Musyawarah Nasional Luar Biasa (Munaslub) Partai Golkar sedang berlangsung di Jakarta Covention Center (JCC), Jakarta, didahului dengan rapat pleno dan rapimnas yang diselenggarakan oleh DPP Partai Golkar. Tiga agenda penting partai itu dilangsungkan secara cepat kilat karena situasi genting dan dalam kondisi hal ihwal yang memaksa.

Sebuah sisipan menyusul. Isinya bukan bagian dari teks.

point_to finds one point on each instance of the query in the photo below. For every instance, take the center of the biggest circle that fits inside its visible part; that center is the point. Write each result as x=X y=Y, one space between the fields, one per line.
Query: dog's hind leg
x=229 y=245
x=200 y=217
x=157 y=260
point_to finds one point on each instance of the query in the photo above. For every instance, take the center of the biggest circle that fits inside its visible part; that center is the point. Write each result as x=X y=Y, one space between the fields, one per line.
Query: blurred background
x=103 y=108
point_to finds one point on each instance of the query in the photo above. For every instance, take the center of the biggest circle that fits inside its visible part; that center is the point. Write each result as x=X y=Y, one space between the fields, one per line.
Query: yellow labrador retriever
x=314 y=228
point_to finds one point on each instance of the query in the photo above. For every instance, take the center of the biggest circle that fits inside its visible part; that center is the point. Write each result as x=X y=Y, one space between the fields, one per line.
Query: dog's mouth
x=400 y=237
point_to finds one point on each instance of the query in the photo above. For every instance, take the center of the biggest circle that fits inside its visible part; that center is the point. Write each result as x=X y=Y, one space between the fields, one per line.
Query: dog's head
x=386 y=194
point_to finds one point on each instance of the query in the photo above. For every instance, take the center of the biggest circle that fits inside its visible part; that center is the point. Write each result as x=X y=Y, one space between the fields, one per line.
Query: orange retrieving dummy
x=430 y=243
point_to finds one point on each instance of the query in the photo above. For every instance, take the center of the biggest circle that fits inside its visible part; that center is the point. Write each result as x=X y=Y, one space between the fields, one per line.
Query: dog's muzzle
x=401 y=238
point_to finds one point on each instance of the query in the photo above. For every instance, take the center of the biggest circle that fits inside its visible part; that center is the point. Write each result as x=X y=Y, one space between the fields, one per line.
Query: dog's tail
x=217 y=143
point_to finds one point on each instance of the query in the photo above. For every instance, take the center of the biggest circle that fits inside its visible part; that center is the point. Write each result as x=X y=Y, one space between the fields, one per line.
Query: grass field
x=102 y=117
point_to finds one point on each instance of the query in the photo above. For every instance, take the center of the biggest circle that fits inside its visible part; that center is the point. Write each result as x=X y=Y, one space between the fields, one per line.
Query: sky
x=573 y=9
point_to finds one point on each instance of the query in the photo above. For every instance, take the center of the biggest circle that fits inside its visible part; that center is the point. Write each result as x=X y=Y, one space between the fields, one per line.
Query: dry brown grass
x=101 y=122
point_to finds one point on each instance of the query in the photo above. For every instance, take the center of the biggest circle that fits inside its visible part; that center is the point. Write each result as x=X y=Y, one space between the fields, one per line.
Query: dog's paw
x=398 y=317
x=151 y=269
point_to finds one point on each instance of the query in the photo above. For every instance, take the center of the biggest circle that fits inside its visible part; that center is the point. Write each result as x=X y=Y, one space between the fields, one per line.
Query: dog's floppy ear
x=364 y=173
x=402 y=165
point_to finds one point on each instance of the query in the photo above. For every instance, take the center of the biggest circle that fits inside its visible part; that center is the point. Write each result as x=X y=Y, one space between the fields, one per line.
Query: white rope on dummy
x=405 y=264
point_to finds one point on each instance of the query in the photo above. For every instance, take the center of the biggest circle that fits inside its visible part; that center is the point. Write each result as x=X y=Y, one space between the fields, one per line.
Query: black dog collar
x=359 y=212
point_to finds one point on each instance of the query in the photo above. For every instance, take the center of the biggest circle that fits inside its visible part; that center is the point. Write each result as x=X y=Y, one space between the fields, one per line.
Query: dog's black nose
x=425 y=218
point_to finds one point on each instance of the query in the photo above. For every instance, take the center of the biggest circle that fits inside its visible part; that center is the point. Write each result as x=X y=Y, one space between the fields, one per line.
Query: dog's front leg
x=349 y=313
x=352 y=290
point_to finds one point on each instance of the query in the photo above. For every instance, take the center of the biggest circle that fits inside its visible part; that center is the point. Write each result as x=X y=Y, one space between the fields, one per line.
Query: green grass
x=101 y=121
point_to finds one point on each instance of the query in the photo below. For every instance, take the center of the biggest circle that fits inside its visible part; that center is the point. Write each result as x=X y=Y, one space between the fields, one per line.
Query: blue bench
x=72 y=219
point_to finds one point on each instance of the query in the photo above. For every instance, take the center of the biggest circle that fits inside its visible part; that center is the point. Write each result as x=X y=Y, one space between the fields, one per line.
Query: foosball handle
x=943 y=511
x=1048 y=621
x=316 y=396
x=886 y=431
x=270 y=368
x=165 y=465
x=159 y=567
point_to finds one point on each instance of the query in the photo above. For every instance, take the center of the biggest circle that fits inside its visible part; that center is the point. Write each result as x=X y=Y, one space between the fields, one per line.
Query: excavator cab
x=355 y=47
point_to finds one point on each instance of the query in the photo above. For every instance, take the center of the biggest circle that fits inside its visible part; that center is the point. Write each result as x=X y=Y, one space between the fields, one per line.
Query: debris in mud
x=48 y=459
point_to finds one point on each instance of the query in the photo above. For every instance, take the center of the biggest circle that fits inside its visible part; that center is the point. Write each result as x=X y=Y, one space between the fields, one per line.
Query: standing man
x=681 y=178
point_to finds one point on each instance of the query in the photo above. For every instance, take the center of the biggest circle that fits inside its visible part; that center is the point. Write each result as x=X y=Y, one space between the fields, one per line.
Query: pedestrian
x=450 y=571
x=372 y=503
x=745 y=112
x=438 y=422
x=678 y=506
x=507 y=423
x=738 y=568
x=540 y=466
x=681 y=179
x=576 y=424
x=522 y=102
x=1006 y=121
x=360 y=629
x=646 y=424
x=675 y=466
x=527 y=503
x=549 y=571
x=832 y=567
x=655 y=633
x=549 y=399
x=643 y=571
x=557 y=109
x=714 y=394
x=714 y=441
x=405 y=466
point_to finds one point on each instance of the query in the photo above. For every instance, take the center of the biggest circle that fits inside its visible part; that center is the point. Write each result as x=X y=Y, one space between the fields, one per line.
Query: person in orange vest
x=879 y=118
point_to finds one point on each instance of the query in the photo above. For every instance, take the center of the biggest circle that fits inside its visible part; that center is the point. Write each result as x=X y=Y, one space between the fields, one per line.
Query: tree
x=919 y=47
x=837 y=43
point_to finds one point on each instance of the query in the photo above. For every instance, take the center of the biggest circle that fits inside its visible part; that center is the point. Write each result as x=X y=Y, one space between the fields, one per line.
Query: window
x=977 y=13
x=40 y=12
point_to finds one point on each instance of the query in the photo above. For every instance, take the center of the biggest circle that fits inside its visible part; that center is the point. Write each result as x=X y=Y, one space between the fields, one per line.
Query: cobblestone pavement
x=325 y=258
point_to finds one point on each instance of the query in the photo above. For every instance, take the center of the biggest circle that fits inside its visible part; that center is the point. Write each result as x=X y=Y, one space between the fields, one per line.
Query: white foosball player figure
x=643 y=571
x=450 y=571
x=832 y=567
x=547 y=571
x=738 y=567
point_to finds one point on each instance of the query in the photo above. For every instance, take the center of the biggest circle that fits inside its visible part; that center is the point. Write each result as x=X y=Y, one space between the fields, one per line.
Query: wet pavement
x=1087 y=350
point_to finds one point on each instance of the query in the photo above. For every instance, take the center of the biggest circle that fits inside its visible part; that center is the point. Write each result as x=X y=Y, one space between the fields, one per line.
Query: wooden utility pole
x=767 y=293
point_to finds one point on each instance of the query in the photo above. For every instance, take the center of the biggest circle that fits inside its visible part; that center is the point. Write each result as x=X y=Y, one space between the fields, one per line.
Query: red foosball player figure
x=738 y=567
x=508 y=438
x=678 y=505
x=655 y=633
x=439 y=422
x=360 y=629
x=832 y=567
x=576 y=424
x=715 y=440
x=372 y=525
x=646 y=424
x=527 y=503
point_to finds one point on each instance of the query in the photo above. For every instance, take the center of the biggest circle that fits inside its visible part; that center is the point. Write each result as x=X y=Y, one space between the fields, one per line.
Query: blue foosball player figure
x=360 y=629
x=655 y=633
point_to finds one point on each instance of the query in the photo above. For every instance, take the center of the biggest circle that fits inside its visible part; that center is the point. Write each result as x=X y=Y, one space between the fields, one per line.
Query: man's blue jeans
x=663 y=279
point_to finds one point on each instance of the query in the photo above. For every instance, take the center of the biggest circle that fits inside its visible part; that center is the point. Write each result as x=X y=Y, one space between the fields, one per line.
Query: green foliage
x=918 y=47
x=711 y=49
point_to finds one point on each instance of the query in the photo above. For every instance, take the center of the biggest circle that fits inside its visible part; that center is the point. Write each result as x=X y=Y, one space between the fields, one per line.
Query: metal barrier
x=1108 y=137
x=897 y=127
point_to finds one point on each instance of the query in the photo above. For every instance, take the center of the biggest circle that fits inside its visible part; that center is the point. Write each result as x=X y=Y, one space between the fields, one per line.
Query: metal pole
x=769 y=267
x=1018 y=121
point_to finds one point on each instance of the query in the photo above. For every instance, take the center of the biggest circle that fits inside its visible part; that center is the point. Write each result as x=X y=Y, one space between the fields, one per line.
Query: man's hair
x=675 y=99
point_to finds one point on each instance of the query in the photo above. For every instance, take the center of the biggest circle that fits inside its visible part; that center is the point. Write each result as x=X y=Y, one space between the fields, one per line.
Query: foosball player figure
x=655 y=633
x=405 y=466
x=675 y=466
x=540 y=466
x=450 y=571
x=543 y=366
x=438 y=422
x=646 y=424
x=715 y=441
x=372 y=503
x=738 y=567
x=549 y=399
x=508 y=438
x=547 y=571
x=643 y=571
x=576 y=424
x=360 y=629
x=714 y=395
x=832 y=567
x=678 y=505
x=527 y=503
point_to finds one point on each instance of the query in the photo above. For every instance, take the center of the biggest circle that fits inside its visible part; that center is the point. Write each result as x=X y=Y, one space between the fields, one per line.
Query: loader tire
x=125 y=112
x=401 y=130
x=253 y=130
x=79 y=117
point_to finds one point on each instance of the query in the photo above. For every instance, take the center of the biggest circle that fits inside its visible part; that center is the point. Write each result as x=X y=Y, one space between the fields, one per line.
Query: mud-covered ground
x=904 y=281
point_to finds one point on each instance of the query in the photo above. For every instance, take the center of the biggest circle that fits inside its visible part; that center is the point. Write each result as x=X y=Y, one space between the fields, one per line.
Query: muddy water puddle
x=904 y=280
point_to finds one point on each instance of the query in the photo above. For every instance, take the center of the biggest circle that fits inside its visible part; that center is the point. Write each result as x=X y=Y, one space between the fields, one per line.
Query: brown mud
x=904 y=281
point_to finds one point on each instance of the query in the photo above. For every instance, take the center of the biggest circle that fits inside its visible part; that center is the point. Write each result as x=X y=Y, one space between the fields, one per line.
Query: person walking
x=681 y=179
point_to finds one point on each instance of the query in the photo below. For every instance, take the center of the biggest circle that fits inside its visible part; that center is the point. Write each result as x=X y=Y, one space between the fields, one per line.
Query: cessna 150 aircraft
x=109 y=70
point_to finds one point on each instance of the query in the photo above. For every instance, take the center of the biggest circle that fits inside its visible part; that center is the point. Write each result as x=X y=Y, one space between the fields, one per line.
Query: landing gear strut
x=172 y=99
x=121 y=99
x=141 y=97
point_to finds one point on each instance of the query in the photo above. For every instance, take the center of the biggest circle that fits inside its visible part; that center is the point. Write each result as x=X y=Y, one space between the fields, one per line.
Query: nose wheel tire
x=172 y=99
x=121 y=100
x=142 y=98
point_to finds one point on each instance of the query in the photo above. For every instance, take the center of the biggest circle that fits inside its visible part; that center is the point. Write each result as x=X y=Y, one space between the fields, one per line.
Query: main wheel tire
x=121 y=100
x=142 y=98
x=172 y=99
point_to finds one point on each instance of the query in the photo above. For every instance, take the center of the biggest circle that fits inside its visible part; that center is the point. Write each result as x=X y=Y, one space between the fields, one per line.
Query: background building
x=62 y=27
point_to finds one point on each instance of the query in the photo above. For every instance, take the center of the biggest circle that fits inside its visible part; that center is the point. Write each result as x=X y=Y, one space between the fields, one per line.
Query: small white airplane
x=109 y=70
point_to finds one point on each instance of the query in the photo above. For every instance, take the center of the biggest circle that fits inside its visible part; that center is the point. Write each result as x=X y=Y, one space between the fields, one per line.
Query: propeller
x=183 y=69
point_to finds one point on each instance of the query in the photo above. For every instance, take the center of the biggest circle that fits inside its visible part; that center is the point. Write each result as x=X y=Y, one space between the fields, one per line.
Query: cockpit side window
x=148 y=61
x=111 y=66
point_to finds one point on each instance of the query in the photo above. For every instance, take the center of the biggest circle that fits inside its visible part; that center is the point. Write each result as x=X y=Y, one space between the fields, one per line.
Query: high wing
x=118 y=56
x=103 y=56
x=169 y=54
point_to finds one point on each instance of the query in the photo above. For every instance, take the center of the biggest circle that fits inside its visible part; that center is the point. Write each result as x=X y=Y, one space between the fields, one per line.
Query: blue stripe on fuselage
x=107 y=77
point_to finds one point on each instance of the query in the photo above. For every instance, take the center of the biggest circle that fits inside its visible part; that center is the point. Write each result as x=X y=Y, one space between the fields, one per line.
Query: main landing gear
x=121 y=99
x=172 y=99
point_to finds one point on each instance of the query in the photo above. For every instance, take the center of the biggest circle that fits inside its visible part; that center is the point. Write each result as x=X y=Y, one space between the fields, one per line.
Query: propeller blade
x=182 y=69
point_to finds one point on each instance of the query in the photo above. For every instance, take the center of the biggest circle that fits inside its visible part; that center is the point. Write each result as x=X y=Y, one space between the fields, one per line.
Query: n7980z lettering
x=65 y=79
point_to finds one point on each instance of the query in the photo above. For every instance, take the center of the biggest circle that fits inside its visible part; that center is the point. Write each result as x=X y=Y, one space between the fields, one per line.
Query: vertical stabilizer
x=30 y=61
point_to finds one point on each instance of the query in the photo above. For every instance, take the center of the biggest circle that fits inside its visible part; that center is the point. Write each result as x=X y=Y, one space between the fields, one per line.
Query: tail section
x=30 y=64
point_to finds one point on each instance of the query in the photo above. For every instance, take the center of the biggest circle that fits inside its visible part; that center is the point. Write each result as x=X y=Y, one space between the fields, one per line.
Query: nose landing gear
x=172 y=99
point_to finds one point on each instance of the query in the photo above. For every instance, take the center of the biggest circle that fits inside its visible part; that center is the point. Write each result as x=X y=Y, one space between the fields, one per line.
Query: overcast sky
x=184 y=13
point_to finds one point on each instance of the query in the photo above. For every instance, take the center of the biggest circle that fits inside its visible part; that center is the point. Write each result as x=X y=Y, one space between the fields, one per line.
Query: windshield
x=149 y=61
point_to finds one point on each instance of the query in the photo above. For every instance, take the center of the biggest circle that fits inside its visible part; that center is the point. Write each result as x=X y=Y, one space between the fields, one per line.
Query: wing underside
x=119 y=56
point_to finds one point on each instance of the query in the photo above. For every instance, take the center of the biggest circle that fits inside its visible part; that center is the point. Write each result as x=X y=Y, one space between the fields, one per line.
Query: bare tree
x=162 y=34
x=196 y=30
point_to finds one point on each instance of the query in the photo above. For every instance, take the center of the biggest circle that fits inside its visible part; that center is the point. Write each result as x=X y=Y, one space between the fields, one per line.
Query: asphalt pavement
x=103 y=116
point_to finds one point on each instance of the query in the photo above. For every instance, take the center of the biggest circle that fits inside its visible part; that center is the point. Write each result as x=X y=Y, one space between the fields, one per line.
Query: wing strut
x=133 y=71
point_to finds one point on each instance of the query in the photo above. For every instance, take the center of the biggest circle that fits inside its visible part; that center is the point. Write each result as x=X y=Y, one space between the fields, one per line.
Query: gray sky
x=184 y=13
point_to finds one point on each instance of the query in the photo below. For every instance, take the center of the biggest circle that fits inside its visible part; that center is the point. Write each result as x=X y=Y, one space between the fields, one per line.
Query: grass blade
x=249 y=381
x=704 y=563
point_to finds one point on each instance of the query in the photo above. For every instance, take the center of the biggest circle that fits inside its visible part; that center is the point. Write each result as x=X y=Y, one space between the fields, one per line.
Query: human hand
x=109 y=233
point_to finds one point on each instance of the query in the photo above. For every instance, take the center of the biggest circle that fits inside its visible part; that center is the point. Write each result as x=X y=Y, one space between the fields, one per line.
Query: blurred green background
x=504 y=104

Kegentingan yang memaksa dapat dilihat dari; pertama, lowongnya posisi ketua umum yang dijabat Setya Novanto karena diduga melakukan tindak pidana kejahatan korupsi megaskandal kasus KTP elektronik senilai Rp 2,3 triliun yang sedang bergulir di KPK; kedua, penangkapan Novanto berakibat tidak dapat menjalankan tugasnya secara tetap sehingga perlu penggantian; dan ketiga, penandatanganan surat keputusan terhadap pengajuan calon bupati dan gubernur harus ditandatangani oleh ketua umum dan sekretaris jenderal partai atau sebutan lain sesuai ketentuan UU Pilkada.
Ditengah perhelatan munaslub, isu penting yang mengemuka dikalangan peserta dan perdebatan dikalangan internal pengurus adalah soal periodisasi kepengurusan yang akan diemban oleh Airlangga Hartarto (AH) yang kemungkinan besar terpilih dalam munaslub kali ini.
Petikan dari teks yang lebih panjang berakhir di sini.